The choir was seated on the Deakin Edge tiers at the back of stage, very much a part of proceedings during the competition segment. When it was their turn to sing they sounded as though they had been inspired by what they had just heard. All sections of the choir negotiated the 46 suspensions of the Crucifixuswith conviction and considerable clarity. The soprano semi-chorus was particularly vibrant and youthful sounding in Jephte and the men sounded disciplined and robust. It was a great credit to all choir members and to conductor Andrew Wailes that they were able to create such an impressive and coherent performance given the limited rehearsal time.
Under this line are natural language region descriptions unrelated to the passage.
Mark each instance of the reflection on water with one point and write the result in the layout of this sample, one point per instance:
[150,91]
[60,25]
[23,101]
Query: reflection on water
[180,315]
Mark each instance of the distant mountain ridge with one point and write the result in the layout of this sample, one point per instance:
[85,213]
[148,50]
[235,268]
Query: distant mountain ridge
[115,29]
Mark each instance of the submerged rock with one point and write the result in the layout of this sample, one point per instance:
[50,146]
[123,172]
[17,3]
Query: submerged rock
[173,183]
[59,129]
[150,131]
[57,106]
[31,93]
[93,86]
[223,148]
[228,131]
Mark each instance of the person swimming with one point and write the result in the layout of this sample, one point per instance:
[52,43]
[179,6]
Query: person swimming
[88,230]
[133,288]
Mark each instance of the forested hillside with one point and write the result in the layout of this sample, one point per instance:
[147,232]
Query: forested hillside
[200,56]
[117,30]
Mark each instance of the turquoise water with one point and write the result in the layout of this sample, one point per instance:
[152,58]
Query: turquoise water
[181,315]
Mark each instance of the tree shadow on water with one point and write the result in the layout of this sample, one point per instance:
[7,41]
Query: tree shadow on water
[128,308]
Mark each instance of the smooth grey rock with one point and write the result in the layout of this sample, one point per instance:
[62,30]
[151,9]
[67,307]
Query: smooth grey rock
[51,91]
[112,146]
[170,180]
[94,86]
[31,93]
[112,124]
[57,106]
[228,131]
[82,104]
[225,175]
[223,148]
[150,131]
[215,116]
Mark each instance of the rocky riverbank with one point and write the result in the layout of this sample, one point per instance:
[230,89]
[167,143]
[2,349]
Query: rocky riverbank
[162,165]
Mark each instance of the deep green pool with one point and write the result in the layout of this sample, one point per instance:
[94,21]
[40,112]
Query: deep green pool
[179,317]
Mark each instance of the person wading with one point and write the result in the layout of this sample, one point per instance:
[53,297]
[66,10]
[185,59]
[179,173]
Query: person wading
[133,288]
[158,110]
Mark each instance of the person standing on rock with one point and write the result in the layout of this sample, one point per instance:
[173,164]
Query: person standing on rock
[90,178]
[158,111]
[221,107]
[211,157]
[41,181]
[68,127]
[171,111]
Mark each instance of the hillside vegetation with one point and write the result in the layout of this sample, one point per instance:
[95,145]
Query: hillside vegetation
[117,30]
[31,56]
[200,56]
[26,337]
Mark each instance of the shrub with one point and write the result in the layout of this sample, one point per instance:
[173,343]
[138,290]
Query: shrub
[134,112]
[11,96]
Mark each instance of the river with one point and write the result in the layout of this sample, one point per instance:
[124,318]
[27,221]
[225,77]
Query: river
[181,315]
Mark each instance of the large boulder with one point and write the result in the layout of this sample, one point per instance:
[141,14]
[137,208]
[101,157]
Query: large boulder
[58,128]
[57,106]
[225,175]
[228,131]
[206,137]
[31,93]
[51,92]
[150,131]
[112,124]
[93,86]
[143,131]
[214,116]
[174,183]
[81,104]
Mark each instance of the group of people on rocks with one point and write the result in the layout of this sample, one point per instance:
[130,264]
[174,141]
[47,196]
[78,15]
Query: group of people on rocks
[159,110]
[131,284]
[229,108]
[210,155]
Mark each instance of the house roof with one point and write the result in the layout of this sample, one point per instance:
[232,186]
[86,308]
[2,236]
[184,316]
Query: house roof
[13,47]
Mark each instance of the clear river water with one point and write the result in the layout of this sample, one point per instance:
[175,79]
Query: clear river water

As Jephte’s daughter, soprano Kate Macfarlane captured the innocence of a dutiful daughter willing to become the sacrifice promised to God by her father in exchange for victory. Brenton Spiteri clear tenor gave dramatic urgency to his portrayal of Jephte, his agile ornamentation reflecting early Baroque style. A small band of instrumentalists accompanied the choir while Calvin Bowman, who was also an adjudicator, accompanied the soloists’ extended recitatives on the organ.
A vital element that the RMP Aria and GAOG have in common is a dependence on the expertise of their accompanists. Stefan Cassomenos and Phillipa Safey have both mastered the art of transforming piano reductions into the kind of music that gives support and encouragement to the singers. Sensitivity to their needs combined with technical skill has made them highly valued artistic collaborators.
There is a further connection between the two competitions inasmuch as the same singers have competed and achieved success in both. Both organisations also display a strong sense of inner continuity over the years. Previous prize winners from earlier RMP competitions, Max Riebl (2016) and Nicholas Dinopoulos (2009) sang solos in Jephteand Sharon Kempton, who won the inaugural GEOG in 2003 gave a short recital that included a hair-raisingly virtuosic performance of an aria from Zimmermann’s Die Soldaten. The prize-winners listed in this year’s programs included a raft of singers who have met with significant success in opera and oratorio both at home and abroad.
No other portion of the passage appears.